Which regions look cheap / attractive to you now?
Russia does, so do China and Pakistan. Indian markets do not appear cheap at the current levels. India has always been a growth market, but never cheap.
How do you rate the progress on policies / reform agenda of the government over these four years?
On a scale of 1 to 10, I rate the Modi government’s progress on policies 8. The big mistake made by the Modi government was not to address the banking problems immediately. They should have done this in the first month they took over, as they knew this existed. The Modi government inherited this from the earlier government. The reason they probably did not address this issue was that the government would have had to bring their shareholding in banks to below 50 per cent.
How do you see the US bond markets play out going ahead?
Inflation in the US is just about peaking. My base case is that the bonds will rally and the equity markets will correct in the US.
Crude oil prices have slipped below the $70 per barrel mark. Is the worst behind us now?
Oil prices can hit $150 a barrel in case we get politically driven supply disruptions. The Indian government should not assume that oil has peaked. The Americans did a U-turn on the Iranian issue. Two months ago, the world was assuming that the US will force the sanctions aggressively, India would stop buying Iranian oil and were threatening secondary sanctions.
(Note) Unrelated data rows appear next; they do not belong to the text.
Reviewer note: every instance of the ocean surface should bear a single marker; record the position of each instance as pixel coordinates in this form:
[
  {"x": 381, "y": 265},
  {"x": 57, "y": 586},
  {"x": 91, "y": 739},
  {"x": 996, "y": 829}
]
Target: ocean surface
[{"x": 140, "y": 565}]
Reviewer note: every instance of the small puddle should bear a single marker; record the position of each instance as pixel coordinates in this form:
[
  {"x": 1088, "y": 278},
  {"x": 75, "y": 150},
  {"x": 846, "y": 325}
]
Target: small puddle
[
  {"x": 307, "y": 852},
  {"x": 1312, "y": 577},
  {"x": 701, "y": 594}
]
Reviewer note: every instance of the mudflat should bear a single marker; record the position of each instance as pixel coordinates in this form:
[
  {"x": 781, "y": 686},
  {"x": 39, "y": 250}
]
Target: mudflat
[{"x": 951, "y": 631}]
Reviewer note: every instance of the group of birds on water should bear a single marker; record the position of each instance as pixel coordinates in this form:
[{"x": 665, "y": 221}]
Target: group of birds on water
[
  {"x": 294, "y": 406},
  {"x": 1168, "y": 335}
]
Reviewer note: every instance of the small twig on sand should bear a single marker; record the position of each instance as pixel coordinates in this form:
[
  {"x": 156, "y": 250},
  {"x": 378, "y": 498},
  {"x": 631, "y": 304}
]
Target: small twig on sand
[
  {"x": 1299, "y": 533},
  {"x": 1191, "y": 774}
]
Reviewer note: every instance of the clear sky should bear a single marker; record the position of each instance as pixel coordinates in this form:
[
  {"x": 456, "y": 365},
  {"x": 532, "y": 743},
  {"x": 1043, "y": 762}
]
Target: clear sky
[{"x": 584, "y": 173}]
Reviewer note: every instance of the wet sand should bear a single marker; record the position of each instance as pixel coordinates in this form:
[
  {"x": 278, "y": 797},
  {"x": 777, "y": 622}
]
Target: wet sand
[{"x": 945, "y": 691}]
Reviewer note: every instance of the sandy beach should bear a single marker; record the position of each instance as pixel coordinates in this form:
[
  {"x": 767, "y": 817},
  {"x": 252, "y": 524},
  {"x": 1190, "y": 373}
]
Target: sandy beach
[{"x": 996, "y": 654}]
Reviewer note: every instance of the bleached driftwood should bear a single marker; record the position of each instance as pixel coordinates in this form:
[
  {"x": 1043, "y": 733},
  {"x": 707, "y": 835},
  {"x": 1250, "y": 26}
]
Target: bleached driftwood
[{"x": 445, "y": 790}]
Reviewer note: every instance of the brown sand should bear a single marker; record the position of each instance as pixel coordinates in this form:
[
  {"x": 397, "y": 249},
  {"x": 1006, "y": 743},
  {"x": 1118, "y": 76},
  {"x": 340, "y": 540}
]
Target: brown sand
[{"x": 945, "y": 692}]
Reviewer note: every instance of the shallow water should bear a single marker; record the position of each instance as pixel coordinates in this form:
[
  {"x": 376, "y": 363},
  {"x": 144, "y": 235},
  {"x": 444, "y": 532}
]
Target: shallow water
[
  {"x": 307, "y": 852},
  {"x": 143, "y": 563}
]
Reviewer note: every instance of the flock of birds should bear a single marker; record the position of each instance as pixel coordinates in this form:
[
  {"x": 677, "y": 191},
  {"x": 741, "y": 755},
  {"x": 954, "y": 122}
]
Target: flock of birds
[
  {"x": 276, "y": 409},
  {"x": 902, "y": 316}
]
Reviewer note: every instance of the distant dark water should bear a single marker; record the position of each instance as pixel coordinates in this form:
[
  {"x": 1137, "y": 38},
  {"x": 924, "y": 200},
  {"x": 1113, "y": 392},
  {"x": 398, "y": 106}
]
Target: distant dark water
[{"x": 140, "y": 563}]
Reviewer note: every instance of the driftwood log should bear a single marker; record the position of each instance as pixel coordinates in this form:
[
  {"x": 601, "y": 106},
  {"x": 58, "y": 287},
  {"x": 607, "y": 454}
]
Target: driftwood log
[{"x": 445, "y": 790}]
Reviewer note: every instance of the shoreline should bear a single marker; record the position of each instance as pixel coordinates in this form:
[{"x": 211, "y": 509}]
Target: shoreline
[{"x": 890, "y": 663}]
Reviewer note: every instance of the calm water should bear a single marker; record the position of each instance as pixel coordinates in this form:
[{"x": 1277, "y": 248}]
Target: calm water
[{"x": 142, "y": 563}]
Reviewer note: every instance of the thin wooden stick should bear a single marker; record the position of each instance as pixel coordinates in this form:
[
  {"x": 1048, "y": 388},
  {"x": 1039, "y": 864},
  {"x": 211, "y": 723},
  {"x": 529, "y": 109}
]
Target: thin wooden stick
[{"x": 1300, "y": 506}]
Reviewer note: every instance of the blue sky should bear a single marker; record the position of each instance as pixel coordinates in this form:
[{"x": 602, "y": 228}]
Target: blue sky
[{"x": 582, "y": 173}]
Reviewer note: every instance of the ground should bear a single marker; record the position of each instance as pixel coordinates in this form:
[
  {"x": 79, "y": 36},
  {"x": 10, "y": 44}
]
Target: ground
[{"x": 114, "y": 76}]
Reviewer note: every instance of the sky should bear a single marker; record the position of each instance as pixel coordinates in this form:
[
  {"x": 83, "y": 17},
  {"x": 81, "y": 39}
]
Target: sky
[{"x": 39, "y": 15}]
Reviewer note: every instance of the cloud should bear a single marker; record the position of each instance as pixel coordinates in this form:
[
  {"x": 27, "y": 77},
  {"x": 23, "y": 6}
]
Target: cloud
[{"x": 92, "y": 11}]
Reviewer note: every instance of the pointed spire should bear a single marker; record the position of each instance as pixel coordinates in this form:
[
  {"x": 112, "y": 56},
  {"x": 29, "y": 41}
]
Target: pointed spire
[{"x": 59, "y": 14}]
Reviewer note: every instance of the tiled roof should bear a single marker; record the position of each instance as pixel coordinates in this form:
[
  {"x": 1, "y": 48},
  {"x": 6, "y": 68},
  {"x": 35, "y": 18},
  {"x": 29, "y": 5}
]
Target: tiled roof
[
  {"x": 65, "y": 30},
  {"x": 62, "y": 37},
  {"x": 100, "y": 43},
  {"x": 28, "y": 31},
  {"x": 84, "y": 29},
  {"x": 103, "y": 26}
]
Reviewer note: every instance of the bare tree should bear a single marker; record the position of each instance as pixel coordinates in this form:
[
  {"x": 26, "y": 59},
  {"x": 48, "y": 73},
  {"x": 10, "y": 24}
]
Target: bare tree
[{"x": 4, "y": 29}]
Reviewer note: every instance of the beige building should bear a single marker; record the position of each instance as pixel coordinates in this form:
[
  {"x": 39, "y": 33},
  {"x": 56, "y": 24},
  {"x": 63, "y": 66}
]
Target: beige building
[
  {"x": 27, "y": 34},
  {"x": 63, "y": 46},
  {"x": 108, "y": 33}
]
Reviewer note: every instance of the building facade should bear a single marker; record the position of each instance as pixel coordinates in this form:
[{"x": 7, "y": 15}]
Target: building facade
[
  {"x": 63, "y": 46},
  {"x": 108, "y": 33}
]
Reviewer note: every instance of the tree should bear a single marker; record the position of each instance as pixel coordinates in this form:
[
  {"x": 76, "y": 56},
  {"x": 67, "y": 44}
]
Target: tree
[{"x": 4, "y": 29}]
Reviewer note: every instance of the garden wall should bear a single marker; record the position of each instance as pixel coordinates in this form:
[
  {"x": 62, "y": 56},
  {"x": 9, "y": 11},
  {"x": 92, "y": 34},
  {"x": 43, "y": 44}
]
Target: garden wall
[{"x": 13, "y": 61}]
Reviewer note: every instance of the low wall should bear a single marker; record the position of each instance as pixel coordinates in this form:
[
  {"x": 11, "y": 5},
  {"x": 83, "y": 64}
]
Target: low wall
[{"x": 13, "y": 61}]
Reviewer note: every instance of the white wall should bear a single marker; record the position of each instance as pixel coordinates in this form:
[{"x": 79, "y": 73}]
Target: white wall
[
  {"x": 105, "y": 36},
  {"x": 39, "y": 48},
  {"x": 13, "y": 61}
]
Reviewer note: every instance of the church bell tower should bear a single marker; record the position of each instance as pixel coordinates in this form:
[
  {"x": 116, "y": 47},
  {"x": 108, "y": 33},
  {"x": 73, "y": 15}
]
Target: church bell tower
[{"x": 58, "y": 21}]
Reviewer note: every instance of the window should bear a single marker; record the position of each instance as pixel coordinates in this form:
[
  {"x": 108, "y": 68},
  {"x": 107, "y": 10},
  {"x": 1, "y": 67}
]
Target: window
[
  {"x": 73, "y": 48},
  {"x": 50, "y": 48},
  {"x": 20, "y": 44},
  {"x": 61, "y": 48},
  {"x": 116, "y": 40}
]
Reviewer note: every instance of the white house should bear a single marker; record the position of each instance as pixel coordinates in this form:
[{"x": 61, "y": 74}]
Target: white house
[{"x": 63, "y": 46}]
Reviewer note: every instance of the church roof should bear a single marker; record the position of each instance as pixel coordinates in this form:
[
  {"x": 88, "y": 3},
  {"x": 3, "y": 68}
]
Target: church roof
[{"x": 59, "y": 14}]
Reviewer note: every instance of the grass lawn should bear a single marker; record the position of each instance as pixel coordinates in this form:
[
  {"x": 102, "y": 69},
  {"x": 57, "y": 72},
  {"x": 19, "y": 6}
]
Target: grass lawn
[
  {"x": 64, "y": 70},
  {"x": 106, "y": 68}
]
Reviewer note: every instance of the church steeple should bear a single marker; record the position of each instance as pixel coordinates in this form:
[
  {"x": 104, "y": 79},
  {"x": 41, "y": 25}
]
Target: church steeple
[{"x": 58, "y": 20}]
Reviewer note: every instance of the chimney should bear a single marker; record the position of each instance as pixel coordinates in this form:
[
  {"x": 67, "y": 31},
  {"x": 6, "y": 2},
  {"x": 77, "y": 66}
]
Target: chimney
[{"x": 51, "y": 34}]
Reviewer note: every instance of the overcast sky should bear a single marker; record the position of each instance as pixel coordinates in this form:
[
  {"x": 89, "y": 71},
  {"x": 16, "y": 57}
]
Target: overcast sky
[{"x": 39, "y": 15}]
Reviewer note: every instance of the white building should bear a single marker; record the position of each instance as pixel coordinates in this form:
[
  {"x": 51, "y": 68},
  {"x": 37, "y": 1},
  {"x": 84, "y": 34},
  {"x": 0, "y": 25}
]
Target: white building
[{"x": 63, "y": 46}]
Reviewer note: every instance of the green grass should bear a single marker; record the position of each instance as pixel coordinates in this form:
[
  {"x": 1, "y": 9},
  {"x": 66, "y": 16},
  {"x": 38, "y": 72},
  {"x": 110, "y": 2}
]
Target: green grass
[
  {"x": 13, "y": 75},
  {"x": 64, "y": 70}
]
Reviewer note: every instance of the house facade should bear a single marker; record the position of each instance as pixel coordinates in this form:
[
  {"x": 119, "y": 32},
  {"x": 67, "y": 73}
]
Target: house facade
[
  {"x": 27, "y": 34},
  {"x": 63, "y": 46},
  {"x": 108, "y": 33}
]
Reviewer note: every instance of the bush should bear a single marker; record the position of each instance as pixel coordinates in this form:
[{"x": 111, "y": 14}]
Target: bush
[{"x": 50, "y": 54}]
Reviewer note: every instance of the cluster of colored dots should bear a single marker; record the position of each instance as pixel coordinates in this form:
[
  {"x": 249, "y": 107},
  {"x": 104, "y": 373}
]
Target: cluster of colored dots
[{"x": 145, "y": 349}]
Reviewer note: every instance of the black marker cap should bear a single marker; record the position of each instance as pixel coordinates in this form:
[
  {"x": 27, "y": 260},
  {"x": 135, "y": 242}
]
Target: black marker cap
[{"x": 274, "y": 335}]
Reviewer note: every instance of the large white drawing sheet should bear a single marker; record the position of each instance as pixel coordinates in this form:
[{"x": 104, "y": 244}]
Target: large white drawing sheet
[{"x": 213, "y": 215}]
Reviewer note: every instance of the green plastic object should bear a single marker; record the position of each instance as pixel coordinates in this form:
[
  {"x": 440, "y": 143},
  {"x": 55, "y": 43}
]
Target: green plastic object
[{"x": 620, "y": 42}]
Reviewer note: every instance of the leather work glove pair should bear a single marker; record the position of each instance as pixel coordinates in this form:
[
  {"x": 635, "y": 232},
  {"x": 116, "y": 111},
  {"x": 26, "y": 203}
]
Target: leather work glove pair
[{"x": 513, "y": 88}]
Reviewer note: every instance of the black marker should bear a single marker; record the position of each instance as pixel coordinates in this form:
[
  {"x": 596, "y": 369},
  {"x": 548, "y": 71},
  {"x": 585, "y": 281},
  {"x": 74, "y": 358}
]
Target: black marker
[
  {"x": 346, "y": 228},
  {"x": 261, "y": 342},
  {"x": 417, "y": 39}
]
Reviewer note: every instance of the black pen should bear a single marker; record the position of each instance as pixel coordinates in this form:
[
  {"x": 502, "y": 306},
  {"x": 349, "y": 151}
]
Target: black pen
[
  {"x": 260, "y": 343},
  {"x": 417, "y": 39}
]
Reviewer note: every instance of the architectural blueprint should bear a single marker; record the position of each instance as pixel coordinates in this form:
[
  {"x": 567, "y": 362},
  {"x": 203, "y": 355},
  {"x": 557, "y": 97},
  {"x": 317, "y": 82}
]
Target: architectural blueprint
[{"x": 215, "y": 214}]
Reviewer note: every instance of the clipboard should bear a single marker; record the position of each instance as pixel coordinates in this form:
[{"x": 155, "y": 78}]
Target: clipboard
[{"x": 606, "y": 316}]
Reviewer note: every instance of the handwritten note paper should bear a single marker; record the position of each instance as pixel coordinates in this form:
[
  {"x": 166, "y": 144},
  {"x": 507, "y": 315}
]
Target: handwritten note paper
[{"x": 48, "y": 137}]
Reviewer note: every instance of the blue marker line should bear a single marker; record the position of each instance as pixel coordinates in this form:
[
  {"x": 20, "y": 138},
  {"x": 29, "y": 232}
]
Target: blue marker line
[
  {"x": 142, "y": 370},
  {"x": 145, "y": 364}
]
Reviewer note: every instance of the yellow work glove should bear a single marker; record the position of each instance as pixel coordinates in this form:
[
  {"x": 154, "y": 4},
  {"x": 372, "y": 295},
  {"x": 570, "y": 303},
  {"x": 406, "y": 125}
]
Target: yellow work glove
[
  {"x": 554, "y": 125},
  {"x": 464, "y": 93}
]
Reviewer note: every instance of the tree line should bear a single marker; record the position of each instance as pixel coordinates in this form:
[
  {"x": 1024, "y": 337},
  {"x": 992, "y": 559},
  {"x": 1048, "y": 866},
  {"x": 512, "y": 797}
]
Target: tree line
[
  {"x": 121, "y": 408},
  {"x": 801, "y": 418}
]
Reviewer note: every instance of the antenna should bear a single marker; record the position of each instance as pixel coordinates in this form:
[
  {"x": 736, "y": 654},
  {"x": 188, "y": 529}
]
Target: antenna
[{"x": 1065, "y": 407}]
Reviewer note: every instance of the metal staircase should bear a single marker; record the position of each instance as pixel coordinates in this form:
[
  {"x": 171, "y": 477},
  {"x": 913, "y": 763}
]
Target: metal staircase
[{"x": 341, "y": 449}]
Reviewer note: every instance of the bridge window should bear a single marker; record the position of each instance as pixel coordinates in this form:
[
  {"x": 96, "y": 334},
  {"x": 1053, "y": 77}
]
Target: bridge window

Suddenly, Donald Trump realised that oil prices could go parabolic when he was to face the mid-term elections. The rise in oil prices started to become a liability for him. He also started to doubt the ability of the Saudis to control the tall oil price claims they had, as they claimed to be the swing producer. As a result, the oil hawks backed down and resulted in the prices softening. The fall in oil prices has presented investors with an opportunity to buy oil stocks. The fundamental dynamic on oil is that the demand stays strong led by emerging markets and the supply remains constrained.